La genesi delle norme deontologiche è empirica.
Il metodo per conoscere e codificare la realtà deontologica è di stile hegeliano, quasi sempre modellato attraverso la “dialettica degli opposti”: per considerare ed apprezzare, ma soprattutto per individuare e codificare i valori deontologici positivi, laddove evidentemente se ne avverte la mancanza, siamo costretti a prendere le mosse dalla constatazione dei fenomeni negativi.
La realtà deontologica per il mondo del diritto e più in particolare per la relativa attività processuale non è dissimile in questo dalle altre situazioni.
E’ pur sempre un continuo divenire.
Paradossalmente l’esito del processo finisce quasi sempre per scontentare tutti: l’offeso, perché la condanna è mite o giunge troppo tardi; l’innocente perché la sofferta assoluzione non lo ripaga dal danno psichico, morale, economico, sociale ormai irreversibilmente provocato da un’accusa semplicemente infondata e talora infamante; la società per i tempi insopportabilmente dilatati al cospetto del risultato spesso deludente riguardo alle aspettative nutrite, sempre inadeguato agli sforzi impiegati ed ai costi sopportati.
Altrettanto paradossalmente la quotidiana constatazione dell’insuccesso funziona da forte antidoto.
Riesce a far prendere coscienza ai protagonisti principali, ed anche ai “comprimari”, dei limiti del processo, ma al contempo, alimenta l’aspirazione nel miglioramento del processo come mezzo attraverso il metodo, cioè le “regole” per “adoperarlo” nel modo più corretto.
Il processo è anzitutto “ordine”. L’ordine è reso dalle “regole”. Solo se queste si osservano con scrupolo e lealtà il risultato può essere il migliore dei possibili. Cioè, giusto.
Alle regole del rito, tutte codificate, si affiancano e talvolta persino si antepongono quelle “di condotta”, non sempre completamente scritte, che si ritrovano in norme processuali o ordinamentali, nelle norme deontologiche approvate ovvero si ricavano dall’insieme dei principi e canoni deontologici già espressi (2) ed anche da moduli di comportamento consigliati da organismi associativi accreditati o, comunque, ricavati dalla “distillazione” della prassi quotidiana.
Appare chiaro, a questo punto, come nei rapporti tra i principali protagonisti dell’agire processuale emergano spazi operativi non regolamentati dalla legge e perciò neppure presidiati da sanzione, nell’ambito dei quali appunto la lealtà e la correttezza costituiscono i fondamentali canoni-guida per propiziare comportamenti che scongiurino l’abuso.

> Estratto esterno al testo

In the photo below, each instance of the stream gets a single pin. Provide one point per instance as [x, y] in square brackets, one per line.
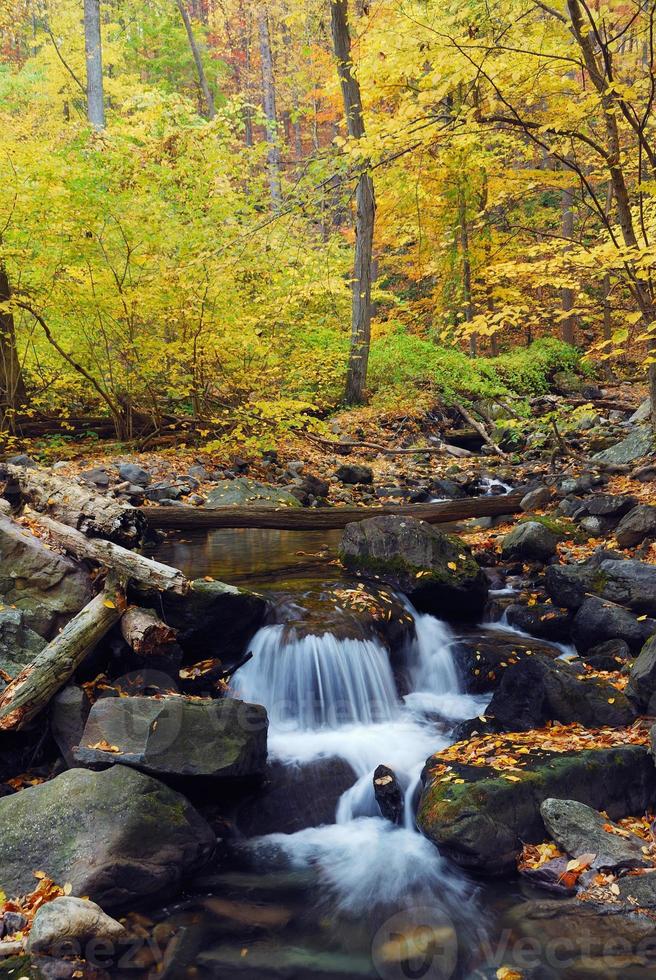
[356, 896]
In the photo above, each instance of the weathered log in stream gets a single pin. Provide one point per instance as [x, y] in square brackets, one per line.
[74, 504]
[33, 688]
[326, 518]
[128, 564]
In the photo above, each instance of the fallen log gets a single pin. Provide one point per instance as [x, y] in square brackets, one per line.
[145, 632]
[37, 683]
[75, 504]
[128, 564]
[326, 518]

Se per lealtà si intende quell’atteggiamento di onestà e dirittura morale, di attaccamento al proprio dovere ma con il rispetto dovuto alla propria e altrui dignità, nel mantenimento degli obblighi assunti nei rapporti con determinate persone(3), la correttezza ha come essenziale riferimento il “contegno” che una persona deve avere o almeno ripromettersi “nei rapporti con gli altri(4).
Sicché può definirsi abuso ogni comportamento che appaia formalmente non in contrasto con una regola scritta, ma sostanzialmente elusivo di principi condivisi o contrario ai canoni fondamentali deontologici o più in generale a quelli morali.

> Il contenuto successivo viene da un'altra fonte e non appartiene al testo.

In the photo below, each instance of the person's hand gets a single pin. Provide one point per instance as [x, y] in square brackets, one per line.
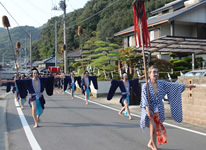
[108, 79]
[190, 86]
[141, 77]
[4, 81]
[62, 75]
[149, 113]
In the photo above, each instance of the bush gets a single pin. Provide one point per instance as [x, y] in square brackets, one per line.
[172, 60]
[180, 63]
[179, 68]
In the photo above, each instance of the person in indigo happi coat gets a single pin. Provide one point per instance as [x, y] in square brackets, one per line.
[69, 81]
[153, 113]
[124, 86]
[85, 85]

Un’autorevole dottrina, in un momento del passato non proprio democratico per il nostro Paese e per la disciplina del rito penale, ebbe acutamente ad auspicare: “l’esercizio delle attività processuali deve essere non solo formalmente corrispondente alle regole poste dalla legge processuale, ma anche sostanzialmente immune dal abusi”. (5)

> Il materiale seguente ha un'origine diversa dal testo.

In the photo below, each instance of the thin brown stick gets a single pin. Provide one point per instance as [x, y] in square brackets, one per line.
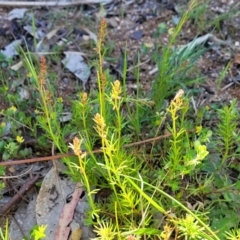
[17, 197]
[17, 176]
[49, 3]
[55, 157]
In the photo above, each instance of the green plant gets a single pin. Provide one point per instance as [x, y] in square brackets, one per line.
[174, 65]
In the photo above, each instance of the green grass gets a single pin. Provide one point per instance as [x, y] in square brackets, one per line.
[177, 187]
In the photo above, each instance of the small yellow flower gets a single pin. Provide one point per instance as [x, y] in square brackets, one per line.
[207, 108]
[59, 100]
[20, 139]
[99, 120]
[116, 90]
[198, 129]
[84, 98]
[76, 147]
[29, 75]
[13, 109]
[3, 124]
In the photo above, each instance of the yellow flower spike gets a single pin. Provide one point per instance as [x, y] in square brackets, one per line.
[99, 120]
[198, 129]
[116, 90]
[3, 124]
[19, 139]
[13, 108]
[84, 98]
[76, 147]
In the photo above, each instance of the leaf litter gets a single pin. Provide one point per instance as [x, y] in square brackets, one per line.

Venne così elaborato il “principio di lealtà processuale” ed inserito tra gli altri principi sistematici già caratterizzanti il processo penale, trovando una autonoma, quanto singolare collocazione codicistica in seno all’art. 154 c.p.p. abr. (“obbligo d’osservanza delle norme processuali”) che chiudeva il capo del primo libro dedicato agli atti ed ai provvedimenti del giudice; collocazione riconfermata, pressoché testualmente, nel codice vigente mediante l’art. 124, ma con sistemazione più appropriata nel libro secondo concernente gli atti, proprio a chiusura delle relative disposizioni generali.
Si è così costantemente ritenuto di ricordare in primo luogo ai magistrati che se allora erano “obbligati”, oggi “sono tenuti a osservare le norme di questo codice anche quando l’inosservanza non importa nullità o altra sanzione processuale(6).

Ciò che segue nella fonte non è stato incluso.